La loi n° 2023-171 du 9 mars 2023 portant diverses dispositions d’adaptation au droit de l’Union européenne dans les domaines de l’économie, de la santé, du travail, des transports et de l’agriculture (DDADUE 3) comporte différentes mesures propres au droit des sociétés (Consultez la loi ici) au sein d’un chapitre II intitulé « Dispositions en matière de droit des sociétés » (art. 7 à 14).

Plus précisément, les articles 7 à 10 de la loi ont trait au droit financier et seuls les articles 11 à 14 visent directement la matière sociétaire.

Nous vous présentons ici les modifications apportées par l’article 14 de la loi lorsque, hors procédure collective, les capitaux propres d’une société commerciale (SARL ou société par actions) deviennent inférieurs à la moitié du capital social. Le législateur procède ici à une « dé-surtransposition » sans passer par une ordonnance. A noter également que les modifications apportées sont entrées en vigueur le 11 mars 2023 mais que nous ne connaissons toujours par les seuils pour bénéficier pleinement de la réforme. Un décret est encore attendu…

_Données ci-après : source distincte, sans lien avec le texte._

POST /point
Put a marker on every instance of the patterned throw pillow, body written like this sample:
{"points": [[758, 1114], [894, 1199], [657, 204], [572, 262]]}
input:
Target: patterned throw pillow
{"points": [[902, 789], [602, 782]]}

Sont visés les articles L. 223-42 et L. 225-248 du Code de commerce qui traitent de l’hypothèse suivante (en SARL et en sociétés par actions) : lorsque du fait de pertes constatées dans les documents comptables, les capitaux propres de la société deviennent inférieurs à la moitié du capital social, les associés décident, dans les quatre mois qui suivent l’approbation des comptes ayant fait apparaître cette perte, s’il y a lieu à dissolution anticipée de la société.

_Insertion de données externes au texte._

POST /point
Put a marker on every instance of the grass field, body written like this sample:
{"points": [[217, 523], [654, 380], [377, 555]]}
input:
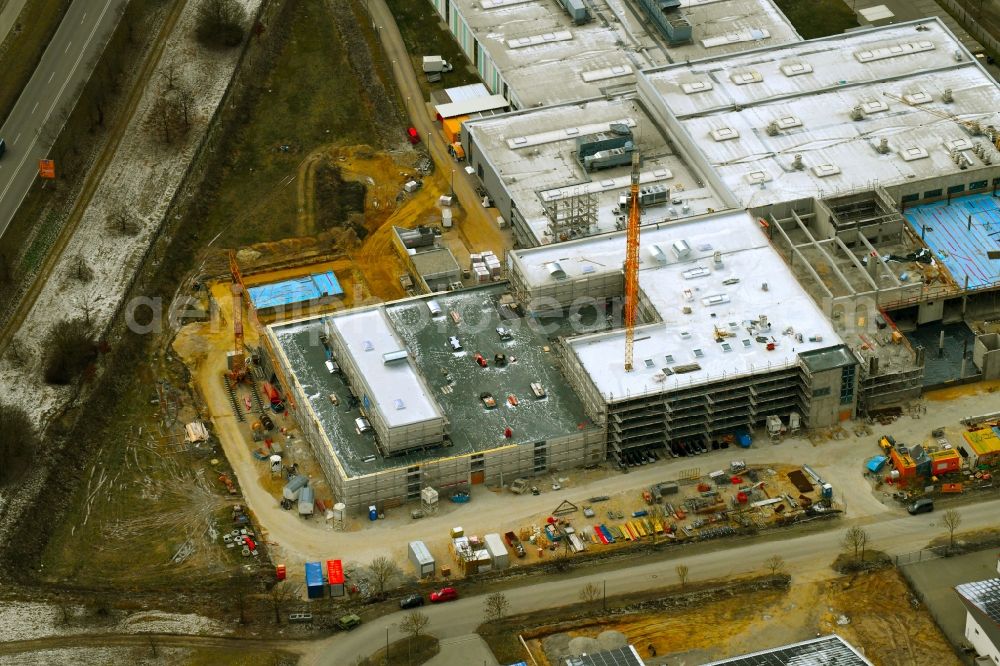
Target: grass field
{"points": [[21, 51], [255, 198], [818, 18]]}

S’ils décident de ne pas procéder à la dissolution de la société, ils doivent alors régulariser la situation au plus tard à la clôture du deuxième exercice suivant celui au cours duquel la constatation des pertes est intervenue. Ce délai doit alors être calculé à partir de l’approbation des comptes ayant fait apparaître les pertes (Rép. min. à QE no 10735, JO Sénat Q. 29 oct. 1971, p. 1840).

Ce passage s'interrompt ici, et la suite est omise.